Today Dr. Walter Strickland posted an article giving context to statements reported by the New York Times last week. Dr. Strickland was elected First Vice President of the Southern Baptist Convention two years ago and has served at Southeastern Seminary for 6 years, currently as Associate Vice President for Kingdom Diversity and Assistant Professor of Systematic and Contextual Theology.
Dr. Strickland’s statement includes some key quotes as follows:
Cone, however, represents a theological shift away from that longstanding tradition despite being dubbed the “Father of Black Theology.” Because of Cone’s countless books and articles, he is assumed to be the normative voice of Black Theology, but I was convinced that was not true. My PhD dissertation was a historical analysis of theological method in Black Theology, to demonstrate that James Cone does not have a monopoly on Black Theology, and with the secondary goal of elevating the status of J. Deotis Roberts…
Despite my substantive theological differences, being introduced to systemic sin in his work was an important theological insight to understand the expansive impact of the Fall on humanity and society.

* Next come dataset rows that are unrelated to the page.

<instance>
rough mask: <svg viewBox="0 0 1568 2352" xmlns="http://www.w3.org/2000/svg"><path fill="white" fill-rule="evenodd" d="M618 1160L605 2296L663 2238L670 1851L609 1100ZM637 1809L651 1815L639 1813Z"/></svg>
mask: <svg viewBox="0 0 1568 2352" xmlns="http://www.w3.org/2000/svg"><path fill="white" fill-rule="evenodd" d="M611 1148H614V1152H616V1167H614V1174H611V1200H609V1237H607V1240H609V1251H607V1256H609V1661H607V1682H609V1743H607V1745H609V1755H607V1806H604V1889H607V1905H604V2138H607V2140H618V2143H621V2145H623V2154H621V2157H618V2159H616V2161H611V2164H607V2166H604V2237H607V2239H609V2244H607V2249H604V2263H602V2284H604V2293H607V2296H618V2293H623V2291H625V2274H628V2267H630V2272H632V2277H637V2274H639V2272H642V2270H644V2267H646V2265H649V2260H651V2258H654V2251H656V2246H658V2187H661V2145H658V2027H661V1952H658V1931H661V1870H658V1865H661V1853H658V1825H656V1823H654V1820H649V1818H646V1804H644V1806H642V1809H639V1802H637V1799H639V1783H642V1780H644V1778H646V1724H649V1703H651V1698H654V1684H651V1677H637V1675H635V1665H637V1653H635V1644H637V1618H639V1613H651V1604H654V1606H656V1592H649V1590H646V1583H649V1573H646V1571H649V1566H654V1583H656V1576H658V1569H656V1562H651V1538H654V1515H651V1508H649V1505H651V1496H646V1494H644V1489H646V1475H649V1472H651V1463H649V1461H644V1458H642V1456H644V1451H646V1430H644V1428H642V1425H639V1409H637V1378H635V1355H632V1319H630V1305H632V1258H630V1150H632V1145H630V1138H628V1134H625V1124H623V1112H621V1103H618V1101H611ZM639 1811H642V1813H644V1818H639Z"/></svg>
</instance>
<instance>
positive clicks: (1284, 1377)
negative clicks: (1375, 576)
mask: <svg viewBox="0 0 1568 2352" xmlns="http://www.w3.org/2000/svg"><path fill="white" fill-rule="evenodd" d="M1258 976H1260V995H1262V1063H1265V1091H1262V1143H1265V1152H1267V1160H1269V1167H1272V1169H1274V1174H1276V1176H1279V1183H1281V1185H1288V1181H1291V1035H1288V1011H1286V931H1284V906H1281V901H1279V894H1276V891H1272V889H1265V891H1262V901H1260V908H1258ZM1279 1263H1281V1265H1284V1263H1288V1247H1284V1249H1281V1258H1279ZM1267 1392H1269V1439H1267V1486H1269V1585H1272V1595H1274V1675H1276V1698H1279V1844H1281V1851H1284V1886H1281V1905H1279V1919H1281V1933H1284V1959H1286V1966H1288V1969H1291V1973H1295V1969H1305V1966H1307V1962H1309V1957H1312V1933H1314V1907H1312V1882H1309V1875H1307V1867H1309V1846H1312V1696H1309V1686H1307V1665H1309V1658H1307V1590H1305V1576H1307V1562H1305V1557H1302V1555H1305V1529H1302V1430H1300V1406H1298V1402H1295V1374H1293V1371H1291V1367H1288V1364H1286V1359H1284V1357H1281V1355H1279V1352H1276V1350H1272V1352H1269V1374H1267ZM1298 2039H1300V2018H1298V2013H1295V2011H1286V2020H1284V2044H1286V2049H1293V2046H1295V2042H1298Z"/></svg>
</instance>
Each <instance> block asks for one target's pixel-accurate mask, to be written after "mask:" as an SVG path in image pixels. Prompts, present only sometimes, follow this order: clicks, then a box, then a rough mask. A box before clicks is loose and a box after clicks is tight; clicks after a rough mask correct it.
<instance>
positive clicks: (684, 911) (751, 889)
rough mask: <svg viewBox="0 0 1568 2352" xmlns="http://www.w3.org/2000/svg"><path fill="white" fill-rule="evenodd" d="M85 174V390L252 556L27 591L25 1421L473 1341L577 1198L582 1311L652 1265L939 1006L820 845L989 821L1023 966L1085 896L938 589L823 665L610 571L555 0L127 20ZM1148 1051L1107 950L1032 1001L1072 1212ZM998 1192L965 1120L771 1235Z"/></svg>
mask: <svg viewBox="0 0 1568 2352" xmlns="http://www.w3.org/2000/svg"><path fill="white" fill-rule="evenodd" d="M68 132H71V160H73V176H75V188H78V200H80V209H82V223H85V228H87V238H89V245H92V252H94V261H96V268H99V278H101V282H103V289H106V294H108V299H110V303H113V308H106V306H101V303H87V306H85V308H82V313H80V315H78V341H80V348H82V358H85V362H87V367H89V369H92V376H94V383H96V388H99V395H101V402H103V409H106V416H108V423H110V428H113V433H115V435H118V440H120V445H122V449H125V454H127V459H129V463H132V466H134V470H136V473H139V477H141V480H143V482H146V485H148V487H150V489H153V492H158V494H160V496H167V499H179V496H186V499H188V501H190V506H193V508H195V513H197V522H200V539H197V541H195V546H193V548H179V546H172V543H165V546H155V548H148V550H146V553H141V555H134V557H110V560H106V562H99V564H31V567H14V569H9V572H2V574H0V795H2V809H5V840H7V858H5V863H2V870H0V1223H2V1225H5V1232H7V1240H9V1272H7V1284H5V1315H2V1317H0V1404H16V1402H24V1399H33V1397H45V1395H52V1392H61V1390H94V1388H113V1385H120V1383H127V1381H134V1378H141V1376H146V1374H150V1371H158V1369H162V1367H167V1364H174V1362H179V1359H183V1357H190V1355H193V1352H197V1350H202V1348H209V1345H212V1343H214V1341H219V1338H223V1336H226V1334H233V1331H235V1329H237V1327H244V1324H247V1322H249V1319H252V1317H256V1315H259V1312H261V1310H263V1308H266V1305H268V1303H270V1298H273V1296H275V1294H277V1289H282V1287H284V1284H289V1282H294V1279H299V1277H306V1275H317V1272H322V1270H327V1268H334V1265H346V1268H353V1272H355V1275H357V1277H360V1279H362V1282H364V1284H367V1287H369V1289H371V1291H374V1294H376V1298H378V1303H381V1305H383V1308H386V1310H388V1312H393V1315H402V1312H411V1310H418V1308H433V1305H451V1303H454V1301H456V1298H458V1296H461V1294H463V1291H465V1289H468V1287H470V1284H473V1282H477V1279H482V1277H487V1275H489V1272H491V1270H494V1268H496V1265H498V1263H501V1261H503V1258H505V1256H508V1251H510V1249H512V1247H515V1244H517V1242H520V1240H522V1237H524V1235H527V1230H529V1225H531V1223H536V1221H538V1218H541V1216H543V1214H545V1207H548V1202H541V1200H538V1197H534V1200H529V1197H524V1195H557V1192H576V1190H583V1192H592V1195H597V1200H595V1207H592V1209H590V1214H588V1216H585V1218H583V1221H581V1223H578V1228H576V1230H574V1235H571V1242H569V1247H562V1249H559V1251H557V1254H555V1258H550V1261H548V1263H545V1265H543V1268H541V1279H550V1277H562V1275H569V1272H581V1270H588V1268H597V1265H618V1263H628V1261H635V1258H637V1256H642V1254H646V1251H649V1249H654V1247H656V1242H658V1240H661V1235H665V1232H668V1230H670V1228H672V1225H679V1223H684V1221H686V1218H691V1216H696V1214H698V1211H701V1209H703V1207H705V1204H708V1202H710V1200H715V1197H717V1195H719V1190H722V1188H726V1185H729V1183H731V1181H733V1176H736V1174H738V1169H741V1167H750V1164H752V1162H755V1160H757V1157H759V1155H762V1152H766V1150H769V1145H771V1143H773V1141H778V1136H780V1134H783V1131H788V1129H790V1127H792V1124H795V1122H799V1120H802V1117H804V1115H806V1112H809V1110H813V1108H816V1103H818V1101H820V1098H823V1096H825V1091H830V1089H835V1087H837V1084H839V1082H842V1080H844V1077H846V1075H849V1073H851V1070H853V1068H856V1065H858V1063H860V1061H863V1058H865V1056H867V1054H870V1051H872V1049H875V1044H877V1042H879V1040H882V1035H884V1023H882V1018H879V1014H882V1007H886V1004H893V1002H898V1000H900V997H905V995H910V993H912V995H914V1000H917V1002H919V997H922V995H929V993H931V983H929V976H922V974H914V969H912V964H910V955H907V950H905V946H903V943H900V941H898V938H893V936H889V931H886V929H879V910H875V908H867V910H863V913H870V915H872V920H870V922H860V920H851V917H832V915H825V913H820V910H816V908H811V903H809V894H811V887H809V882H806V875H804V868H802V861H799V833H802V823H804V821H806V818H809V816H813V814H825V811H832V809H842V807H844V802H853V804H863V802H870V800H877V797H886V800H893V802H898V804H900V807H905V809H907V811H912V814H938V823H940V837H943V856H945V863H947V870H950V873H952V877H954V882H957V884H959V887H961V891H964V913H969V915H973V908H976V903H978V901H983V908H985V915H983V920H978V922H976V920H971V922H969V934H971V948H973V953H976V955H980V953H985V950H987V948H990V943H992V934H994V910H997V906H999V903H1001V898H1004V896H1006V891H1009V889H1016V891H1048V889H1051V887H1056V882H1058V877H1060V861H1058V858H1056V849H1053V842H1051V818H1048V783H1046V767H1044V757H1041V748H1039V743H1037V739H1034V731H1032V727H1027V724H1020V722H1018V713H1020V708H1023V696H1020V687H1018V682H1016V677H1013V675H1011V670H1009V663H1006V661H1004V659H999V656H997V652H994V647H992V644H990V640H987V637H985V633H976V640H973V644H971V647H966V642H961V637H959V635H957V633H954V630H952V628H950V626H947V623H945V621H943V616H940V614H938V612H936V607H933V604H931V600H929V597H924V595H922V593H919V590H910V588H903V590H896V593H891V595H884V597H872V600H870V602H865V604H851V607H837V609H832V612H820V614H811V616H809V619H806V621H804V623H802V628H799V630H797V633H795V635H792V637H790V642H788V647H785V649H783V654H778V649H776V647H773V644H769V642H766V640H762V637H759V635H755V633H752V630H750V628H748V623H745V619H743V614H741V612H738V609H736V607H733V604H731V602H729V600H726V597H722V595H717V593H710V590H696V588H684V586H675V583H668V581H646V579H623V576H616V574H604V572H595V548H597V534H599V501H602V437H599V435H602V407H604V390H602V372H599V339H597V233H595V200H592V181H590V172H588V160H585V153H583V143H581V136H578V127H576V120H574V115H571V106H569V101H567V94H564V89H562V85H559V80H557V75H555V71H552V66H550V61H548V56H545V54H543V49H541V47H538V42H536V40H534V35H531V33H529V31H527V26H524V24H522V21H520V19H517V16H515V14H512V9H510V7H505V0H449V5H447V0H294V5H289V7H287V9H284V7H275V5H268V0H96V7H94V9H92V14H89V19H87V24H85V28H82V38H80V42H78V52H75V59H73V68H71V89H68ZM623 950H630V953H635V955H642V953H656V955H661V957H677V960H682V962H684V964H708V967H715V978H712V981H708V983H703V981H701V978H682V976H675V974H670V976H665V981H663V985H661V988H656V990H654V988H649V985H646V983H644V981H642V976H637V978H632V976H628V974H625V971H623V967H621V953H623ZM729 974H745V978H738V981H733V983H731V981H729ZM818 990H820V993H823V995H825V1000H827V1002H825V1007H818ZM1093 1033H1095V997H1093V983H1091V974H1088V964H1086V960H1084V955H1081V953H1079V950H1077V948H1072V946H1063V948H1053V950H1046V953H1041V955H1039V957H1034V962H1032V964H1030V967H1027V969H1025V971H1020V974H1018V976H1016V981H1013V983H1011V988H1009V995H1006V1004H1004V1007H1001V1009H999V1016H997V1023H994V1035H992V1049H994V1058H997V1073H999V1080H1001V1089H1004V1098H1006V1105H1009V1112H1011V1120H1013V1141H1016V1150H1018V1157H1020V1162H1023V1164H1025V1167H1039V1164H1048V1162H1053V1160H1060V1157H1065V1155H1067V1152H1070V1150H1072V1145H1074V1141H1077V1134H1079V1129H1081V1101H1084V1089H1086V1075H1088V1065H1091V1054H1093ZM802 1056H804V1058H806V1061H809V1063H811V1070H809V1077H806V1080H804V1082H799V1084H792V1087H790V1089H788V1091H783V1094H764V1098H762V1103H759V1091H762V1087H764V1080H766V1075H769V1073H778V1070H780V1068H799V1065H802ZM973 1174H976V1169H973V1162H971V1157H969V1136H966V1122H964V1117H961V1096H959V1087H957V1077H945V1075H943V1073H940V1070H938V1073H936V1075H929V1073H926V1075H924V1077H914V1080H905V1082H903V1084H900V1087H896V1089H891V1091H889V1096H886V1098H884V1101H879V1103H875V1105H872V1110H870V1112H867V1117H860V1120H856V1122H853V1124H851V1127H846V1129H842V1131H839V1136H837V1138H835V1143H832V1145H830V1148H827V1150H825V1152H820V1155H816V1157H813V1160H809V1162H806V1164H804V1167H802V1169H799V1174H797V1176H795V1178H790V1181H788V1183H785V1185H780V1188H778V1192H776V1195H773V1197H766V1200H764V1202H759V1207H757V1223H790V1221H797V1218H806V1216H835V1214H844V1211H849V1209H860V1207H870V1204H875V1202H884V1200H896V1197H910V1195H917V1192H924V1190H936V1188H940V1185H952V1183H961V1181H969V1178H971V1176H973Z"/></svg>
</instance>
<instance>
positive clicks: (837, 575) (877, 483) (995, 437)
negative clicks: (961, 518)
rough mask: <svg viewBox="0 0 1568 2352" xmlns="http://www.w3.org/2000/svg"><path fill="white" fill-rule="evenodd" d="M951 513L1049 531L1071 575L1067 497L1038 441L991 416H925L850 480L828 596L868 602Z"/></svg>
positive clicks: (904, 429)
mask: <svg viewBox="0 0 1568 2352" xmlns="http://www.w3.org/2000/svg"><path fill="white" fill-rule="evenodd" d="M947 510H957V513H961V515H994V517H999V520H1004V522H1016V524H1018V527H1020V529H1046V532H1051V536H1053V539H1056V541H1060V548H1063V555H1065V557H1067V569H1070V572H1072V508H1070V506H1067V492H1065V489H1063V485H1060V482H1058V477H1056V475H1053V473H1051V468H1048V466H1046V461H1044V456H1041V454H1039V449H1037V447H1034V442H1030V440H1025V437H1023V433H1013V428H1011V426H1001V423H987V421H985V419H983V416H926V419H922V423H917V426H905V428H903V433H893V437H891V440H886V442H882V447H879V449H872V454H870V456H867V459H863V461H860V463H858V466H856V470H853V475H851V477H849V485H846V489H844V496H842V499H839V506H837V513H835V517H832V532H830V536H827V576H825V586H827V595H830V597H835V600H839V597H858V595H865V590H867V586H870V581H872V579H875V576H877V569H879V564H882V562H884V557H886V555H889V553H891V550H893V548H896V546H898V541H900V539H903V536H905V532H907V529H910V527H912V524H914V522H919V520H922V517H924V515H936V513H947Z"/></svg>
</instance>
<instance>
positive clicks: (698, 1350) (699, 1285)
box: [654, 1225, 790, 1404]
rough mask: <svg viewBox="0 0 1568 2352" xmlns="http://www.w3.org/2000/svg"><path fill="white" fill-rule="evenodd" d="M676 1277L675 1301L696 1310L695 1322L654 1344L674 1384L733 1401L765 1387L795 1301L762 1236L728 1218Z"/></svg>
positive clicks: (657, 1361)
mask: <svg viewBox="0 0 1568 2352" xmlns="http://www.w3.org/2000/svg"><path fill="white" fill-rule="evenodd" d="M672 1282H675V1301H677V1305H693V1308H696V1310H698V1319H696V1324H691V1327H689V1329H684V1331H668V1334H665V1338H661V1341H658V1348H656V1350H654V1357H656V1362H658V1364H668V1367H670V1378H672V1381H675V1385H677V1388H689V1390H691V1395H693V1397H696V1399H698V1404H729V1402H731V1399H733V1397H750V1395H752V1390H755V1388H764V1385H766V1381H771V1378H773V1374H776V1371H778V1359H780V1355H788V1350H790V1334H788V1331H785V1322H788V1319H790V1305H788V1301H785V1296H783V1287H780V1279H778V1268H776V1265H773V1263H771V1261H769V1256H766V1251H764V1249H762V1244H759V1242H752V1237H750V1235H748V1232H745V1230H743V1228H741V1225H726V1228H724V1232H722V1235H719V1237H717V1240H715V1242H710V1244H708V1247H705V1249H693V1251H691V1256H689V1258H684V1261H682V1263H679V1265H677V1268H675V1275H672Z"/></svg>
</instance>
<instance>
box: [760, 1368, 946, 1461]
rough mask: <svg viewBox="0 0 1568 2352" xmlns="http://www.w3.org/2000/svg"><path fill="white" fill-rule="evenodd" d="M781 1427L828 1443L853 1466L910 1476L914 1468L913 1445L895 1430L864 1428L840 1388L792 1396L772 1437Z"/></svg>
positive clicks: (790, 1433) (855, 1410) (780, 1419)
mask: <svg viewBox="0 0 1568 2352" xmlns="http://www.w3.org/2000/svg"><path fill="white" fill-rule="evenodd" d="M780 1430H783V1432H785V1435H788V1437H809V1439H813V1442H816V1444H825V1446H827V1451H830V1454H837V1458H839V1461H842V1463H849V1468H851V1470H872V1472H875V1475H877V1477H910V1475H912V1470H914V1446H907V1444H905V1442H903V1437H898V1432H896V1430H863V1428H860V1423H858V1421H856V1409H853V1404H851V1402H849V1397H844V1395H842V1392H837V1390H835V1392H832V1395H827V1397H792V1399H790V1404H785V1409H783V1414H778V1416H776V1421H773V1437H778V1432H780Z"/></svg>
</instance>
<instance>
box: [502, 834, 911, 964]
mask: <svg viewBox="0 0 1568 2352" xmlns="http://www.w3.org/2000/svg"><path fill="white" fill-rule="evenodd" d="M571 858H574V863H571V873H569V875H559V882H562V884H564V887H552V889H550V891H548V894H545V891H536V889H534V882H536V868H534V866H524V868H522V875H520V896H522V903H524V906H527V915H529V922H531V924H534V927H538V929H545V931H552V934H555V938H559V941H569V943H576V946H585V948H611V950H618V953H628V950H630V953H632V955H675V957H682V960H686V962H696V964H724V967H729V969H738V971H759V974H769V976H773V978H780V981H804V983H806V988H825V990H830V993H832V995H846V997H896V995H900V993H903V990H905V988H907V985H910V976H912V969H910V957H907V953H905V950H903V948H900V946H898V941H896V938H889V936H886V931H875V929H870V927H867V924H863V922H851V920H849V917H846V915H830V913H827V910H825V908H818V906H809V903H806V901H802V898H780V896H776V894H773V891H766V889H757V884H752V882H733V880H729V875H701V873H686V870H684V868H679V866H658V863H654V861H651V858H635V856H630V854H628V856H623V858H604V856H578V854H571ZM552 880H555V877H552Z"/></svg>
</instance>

However, unlike Cone, I engage systemic sin in light of humanity’s Genesis 2:15 call to be vice-regents and the Fall’s effect on that command…
But I want there to be no question about my affirmation that the Bible is the authoritative Word of God and the foundational text for all I do.
Last week, in an opinion piece by Molly Worthen titled Can Black Evangelicals Save the Whole Movement? (which in other ways is a fascinating perspective), Worthen quoted Strickland about how he interacts with the ideas of theologian James Cone. Some people read those statements and took them to be saying Dr. Strickland was endorsing all the teachings of James Cone (some of which clearly fall outside of evangelical Christianity) and trying to quietly advocate for unbiblical ideas in his teaching.
Some of our team have met Dr. Strickland in the past. That narrative struck us as completely false and unbelievable. Strickland’s article today gives fuller context to the quotes from the article and details his discovery, reading, and critique of Cone’s writings. I encourage you to read the entire piece. It confirms what our team knew about Dr. Strickland: that he’s committed to full biblical orthodoxy and our confessional documents. Also that he’s a man of integrity and we as Southern Baptists are blessed to have him serving at one of our seminaries.